Like a trusty pickup truck, Gillette has bounced through tough times before and pulled through, thanks to coal.

Lately the bumps for an industry that's brought wealth and jobs to this town are getting bigger — bankruptcies of major producers, pollution rules that have made burning coal more expensive and the decline of a once-promising export market.

Now, another threat has struck coal's remaining U.S. stronghold: A potential end to relatively easy and cheap access to billions of tons of the fuel held in publicly-owned reserves across the West.

President Barack Obama's administration has ordered a three-year moratorium on sales of federal coal reserves, and it's putting a rare mood on folks in Gillette, a ranching-turned-energy town of 32,000: pessimism.

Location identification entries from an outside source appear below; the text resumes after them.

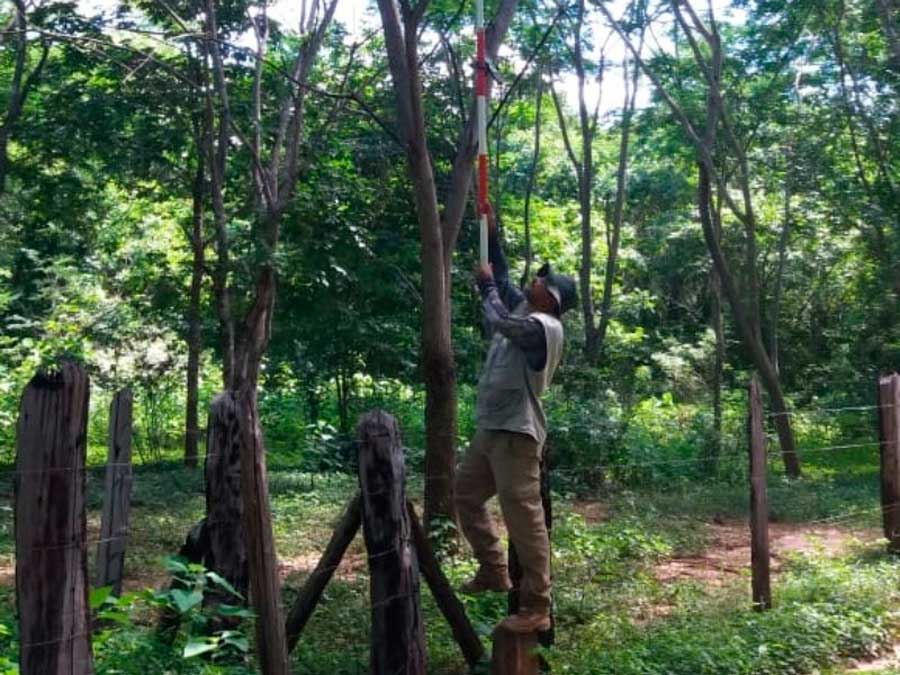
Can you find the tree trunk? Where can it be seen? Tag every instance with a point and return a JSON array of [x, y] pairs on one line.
[[619, 207], [226, 553], [585, 185], [397, 635], [748, 326], [532, 174], [192, 425], [779, 272], [265, 586], [51, 526], [717, 319], [437, 239], [116, 496]]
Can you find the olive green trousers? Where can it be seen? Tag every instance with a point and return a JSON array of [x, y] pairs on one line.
[[507, 464]]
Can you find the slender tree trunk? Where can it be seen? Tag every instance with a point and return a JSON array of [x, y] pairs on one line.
[[748, 325], [585, 185], [783, 240], [717, 319], [192, 425], [619, 206], [19, 85], [437, 240]]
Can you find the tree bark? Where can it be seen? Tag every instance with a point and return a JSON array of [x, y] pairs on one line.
[[437, 240], [398, 638], [748, 326], [225, 551], [191, 424], [747, 316], [51, 525], [717, 319], [265, 586], [585, 185], [116, 496], [19, 86], [532, 173]]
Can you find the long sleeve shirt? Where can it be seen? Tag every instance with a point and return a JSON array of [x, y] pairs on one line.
[[506, 309]]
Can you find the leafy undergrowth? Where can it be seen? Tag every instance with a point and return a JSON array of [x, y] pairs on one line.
[[614, 614], [826, 610]]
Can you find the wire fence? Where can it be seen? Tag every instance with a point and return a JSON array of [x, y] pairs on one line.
[[733, 449]]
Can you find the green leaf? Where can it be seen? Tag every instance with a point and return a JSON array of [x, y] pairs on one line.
[[219, 580], [99, 596], [237, 640], [235, 610], [176, 565], [117, 616], [197, 646]]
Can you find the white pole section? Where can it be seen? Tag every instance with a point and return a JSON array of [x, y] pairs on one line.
[[481, 74]]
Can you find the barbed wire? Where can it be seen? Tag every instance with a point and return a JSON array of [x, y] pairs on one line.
[[817, 411]]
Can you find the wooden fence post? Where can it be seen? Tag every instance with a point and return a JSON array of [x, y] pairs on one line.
[[262, 562], [759, 503], [222, 547], [397, 636], [51, 526], [312, 590], [116, 496], [513, 652], [889, 437], [452, 609]]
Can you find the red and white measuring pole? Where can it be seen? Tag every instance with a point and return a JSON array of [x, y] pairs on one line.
[[481, 75]]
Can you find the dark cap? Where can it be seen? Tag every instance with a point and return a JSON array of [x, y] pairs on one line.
[[561, 286]]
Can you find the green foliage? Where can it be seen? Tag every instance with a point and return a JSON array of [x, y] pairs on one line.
[[825, 610]]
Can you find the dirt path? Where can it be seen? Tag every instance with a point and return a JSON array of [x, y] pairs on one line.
[[728, 554]]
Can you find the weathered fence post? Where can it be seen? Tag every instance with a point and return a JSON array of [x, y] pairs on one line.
[[759, 503], [265, 586], [397, 637], [312, 590], [889, 437], [116, 496], [50, 522]]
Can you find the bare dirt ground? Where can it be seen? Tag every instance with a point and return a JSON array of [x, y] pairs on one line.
[[728, 554]]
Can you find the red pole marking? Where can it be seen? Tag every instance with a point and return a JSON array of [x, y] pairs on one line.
[[481, 65], [482, 184]]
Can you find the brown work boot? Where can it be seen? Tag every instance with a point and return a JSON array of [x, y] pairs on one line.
[[527, 621], [493, 578]]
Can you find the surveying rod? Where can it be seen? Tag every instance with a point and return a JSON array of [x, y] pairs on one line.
[[481, 74]]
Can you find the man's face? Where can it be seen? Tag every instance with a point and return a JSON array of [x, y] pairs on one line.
[[539, 297]]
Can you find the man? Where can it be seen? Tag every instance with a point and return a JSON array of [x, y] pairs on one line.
[[504, 456]]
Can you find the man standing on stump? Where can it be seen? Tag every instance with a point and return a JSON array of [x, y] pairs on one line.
[[504, 456]]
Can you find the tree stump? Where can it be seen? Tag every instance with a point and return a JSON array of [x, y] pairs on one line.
[[513, 653], [117, 495], [50, 522], [225, 551], [397, 636]]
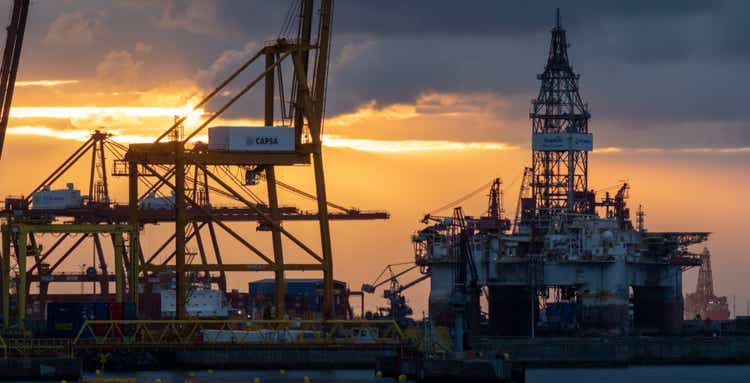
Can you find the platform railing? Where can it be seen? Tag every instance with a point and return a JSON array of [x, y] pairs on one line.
[[238, 333]]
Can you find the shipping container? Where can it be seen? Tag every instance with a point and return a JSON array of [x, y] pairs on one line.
[[65, 319], [304, 298], [251, 139], [48, 199], [115, 311]]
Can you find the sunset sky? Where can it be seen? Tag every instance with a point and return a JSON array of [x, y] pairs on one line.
[[426, 102]]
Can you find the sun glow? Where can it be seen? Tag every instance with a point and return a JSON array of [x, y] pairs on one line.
[[405, 146], [86, 112], [46, 83]]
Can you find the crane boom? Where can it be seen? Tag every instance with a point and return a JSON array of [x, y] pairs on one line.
[[11, 58]]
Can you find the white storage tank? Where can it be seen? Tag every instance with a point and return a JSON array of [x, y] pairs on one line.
[[48, 199], [251, 138], [200, 304]]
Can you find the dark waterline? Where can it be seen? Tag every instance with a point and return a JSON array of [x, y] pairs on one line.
[[643, 374], [635, 374]]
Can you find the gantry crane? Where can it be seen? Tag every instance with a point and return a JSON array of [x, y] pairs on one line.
[[306, 117], [11, 58]]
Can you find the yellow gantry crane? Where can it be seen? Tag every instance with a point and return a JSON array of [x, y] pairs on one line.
[[11, 58]]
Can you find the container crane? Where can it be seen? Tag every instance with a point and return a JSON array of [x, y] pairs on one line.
[[11, 57]]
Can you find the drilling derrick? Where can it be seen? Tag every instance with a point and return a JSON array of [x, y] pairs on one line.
[[561, 139], [703, 303]]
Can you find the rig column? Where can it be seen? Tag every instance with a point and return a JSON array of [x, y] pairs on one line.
[[6, 276], [21, 288], [119, 268], [180, 223]]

"Most of the time it comes back. This time, I don't know," said Bobbie Garcia, watching her daughter summit a two-story climbing structure at the town's $53 million recreation center largely built with coal money.

Until recently, the Powder River Basin of Wyoming and Montana remained a rare bright spot for the industry. Even as Appalachian mines shut down and cheap natural gas started crowding out coal as a power plant fuel, economies of scale kept the region rumbling.

Massive strip mines sprawled across tens of thousands of acres, much of it in the Thunder Basin National Grassland, produce roughly 40 percent of the nation's supply of the fuel.

For Gillette and other communities, that means more than 7,000 mining industry jobs. And not just fly-by-night, roughneck gigs, but the sort that sustain families year after year, pointed out Michael Von Flatern, a state senator who has lived in Gillette since the early 1970s.

"I cannot picture myself in Gillette without a coal mine," Von Flatern said. "That's a big part of it, the steadiness of it."

Coal's significance isn't easily overlooked here. Mining equipment businesses, offering everything from generators to front-end loaders for rent or sale, line the southern approach into Gillette on Wyoming 59 like a vast aisle of life-sized toys for boys.

Parking fine collection boxes downtown proclaim Gillette the "Energy Capitol of the Nation." Orange clouds of toxic gas released by mine blasting smudge the distant horizon.

Along with oil and gas revenues, coal has brought money for the state and local governments to build top-of-the-line schools and the rec center, which features a 200-meter indoor track and an aquatic center with a 3-meter diving platform.

Signs of economic troubles first appeared a few years ago, when drilling for natural gas trapped in water-saturated coal seams went bust. Thousands of wells were idled as companies shifted focus to fracking for gas in Texas and the Northeast.